The home of cricket and it may help us to gain some recognition. Percy and five compatriots, carrying their national flag of red, blue and gold did a lap of honour and sang adaptations of ‘Glory Glory Hallelujah’ and ‘She'll Be Coming Round the Mountain’. But ‘The Guardian’ journalist had not noticed Percy and his allies shouting at India's Bishan Singh Bedi from behind the lines, "Hey! There is a dog behind you." That was when Bedi had attempted a high catch from Duleep Mendis near the boundary. An excited Bedi had grassed the catch and Mendis went on to score 64, which included three sixes and later was named the Man of the Match.

Since the very early days, Percy mixed his job of cheerleading with the traditional English manners and the shrewd, rude and rustic Sri Lankan styles.
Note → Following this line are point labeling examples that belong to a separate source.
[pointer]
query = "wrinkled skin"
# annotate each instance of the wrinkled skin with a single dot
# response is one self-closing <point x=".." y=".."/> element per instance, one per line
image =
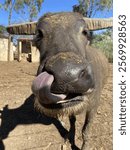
<point x="71" y="74"/>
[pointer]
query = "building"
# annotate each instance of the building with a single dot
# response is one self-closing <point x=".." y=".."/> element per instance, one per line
<point x="4" y="53"/>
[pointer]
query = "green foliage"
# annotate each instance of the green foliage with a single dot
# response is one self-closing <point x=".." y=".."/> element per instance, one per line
<point x="104" y="42"/>
<point x="89" y="7"/>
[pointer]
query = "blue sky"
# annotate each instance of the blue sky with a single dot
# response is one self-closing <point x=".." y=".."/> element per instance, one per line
<point x="48" y="6"/>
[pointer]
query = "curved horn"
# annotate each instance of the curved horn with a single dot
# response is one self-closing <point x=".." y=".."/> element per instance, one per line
<point x="97" y="24"/>
<point x="27" y="28"/>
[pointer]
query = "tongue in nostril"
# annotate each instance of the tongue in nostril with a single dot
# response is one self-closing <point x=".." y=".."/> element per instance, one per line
<point x="41" y="87"/>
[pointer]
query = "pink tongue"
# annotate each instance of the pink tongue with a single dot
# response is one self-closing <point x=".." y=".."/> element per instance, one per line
<point x="45" y="80"/>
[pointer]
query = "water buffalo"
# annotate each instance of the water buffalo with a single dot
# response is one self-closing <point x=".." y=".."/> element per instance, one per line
<point x="71" y="74"/>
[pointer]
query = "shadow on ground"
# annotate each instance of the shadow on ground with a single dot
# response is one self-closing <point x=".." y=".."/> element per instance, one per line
<point x="25" y="114"/>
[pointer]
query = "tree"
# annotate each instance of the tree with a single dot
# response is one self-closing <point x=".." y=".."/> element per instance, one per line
<point x="89" y="7"/>
<point x="22" y="6"/>
<point x="2" y="29"/>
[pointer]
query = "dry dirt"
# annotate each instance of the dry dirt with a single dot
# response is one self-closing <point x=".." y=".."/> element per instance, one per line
<point x="22" y="128"/>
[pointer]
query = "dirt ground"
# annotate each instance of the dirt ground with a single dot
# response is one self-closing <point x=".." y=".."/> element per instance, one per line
<point x="22" y="128"/>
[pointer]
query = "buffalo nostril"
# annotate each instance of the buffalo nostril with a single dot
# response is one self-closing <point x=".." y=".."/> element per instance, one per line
<point x="83" y="73"/>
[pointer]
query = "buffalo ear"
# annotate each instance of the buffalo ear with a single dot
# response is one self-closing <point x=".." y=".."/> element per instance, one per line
<point x="98" y="23"/>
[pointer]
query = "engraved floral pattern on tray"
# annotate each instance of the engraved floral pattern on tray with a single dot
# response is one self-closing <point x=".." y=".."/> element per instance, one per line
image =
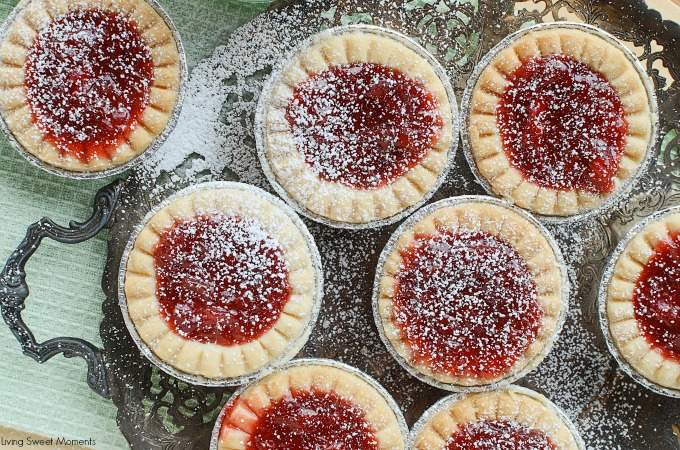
<point x="157" y="411"/>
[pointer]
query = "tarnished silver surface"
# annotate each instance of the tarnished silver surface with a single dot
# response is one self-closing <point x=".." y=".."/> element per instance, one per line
<point x="610" y="409"/>
<point x="602" y="306"/>
<point x="390" y="248"/>
<point x="446" y="402"/>
<point x="403" y="427"/>
<point x="626" y="187"/>
<point x="261" y="131"/>
<point x="155" y="144"/>
<point x="294" y="346"/>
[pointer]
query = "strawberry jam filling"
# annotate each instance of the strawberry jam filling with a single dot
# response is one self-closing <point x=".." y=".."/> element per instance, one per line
<point x="656" y="298"/>
<point x="498" y="435"/>
<point x="562" y="125"/>
<point x="363" y="125"/>
<point x="466" y="304"/>
<point x="87" y="79"/>
<point x="220" y="279"/>
<point x="309" y="420"/>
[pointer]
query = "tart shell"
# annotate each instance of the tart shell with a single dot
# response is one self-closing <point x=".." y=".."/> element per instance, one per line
<point x="471" y="213"/>
<point x="206" y="363"/>
<point x="617" y="317"/>
<point x="349" y="383"/>
<point x="519" y="405"/>
<point x="165" y="95"/>
<point x="334" y="203"/>
<point x="602" y="53"/>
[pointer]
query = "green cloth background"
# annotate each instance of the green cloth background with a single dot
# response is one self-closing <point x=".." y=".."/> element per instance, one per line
<point x="53" y="399"/>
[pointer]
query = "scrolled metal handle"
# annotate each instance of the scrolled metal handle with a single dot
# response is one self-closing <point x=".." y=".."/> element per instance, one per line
<point x="14" y="287"/>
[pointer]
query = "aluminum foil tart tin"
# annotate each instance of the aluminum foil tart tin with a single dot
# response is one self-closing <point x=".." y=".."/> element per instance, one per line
<point x="155" y="144"/>
<point x="628" y="185"/>
<point x="602" y="305"/>
<point x="294" y="346"/>
<point x="261" y="110"/>
<point x="391" y="245"/>
<point x="447" y="401"/>
<point x="403" y="427"/>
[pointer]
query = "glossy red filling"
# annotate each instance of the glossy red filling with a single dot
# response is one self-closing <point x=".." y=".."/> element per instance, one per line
<point x="466" y="304"/>
<point x="87" y="78"/>
<point x="363" y="125"/>
<point x="498" y="435"/>
<point x="656" y="298"/>
<point x="562" y="125"/>
<point x="310" y="420"/>
<point x="220" y="279"/>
Since 1983, Percy has been carrying his about-an-inch-high, small autograph book which contains comments and signatures of various international cricketers.


In that book, Sir Richard Hadlee has written on March 29, 1984, in Colombo the following:
'To Percy.
Many thanks for your support, friendship and fairness.
Good luck.

Richard Hadlee'

Former South African cricketer Brett Schultz has written the following in the same book:
'Dear Percy You are a great supporter, but not for us. Keep it up and support your team.
Brett Schultz'

This is another example:
'Next time we're in Kandy,
We will share a shandy,
But please Mr. Percy,
Tell Murali to show us some mercy!'
Farewell, old adversary."

Andy Flower’ (12-1-2002)

'Dear Percy Drink arrack. Look after your tone in your voice. Your country needs it more than you do.
Ravi Shastri'’

Pitch Invasion

This was perhaps the turning point in Percy’s cheerleading career which brought him right into the spotlight of Sri Lanka cricket. The incident mirrors arrogance, astuteness and the eerie part of his cheerleading, which the most nationalistic locals would love to admire, yet all foreigners would be quick to denounce.

Percy had been present at almost every single cricket match of National significance since the early 1950s. But in the early 1970s, at the Oval, this incident occurred.
Asitha Jayaweera, leading SL Under-19 against a touring Australian Under-19, was staging a fine match-saving knock in a three-dayer at the Oval. The Aussies by that time had earned the wrath of the cricket lovers here for sledging, calling the local players ‘short f…s’ and ‘black b….s.’
Percy, determined to teach a lesson to the unsavoury Aussies, made it to the middle to congratulate Jayaweera after he reached his fifty, and by doing so, intended to delay proceedings to help the hosts salvage a draw.

Unperturbed by a Police warning, maybe to enact the first-ever pitch invasion recorded at an international cricket match in Colombo, Percy played the fool in the middle for some minutes and then was caught by the Police and eventually ended in a cell at the Borella Police station, alongside notorious drug peddlers.
He was bailed out by none other than the legendary Mahadevan Sathasivam. Percy was out of the Police station by eleven in the evening and he was accorded a heroes welcome. Nearly a thousand had flocked to hail Percy outside the Police station for delaying the match, which the Lankan youths had eventually managed to draw with three wickets remaining.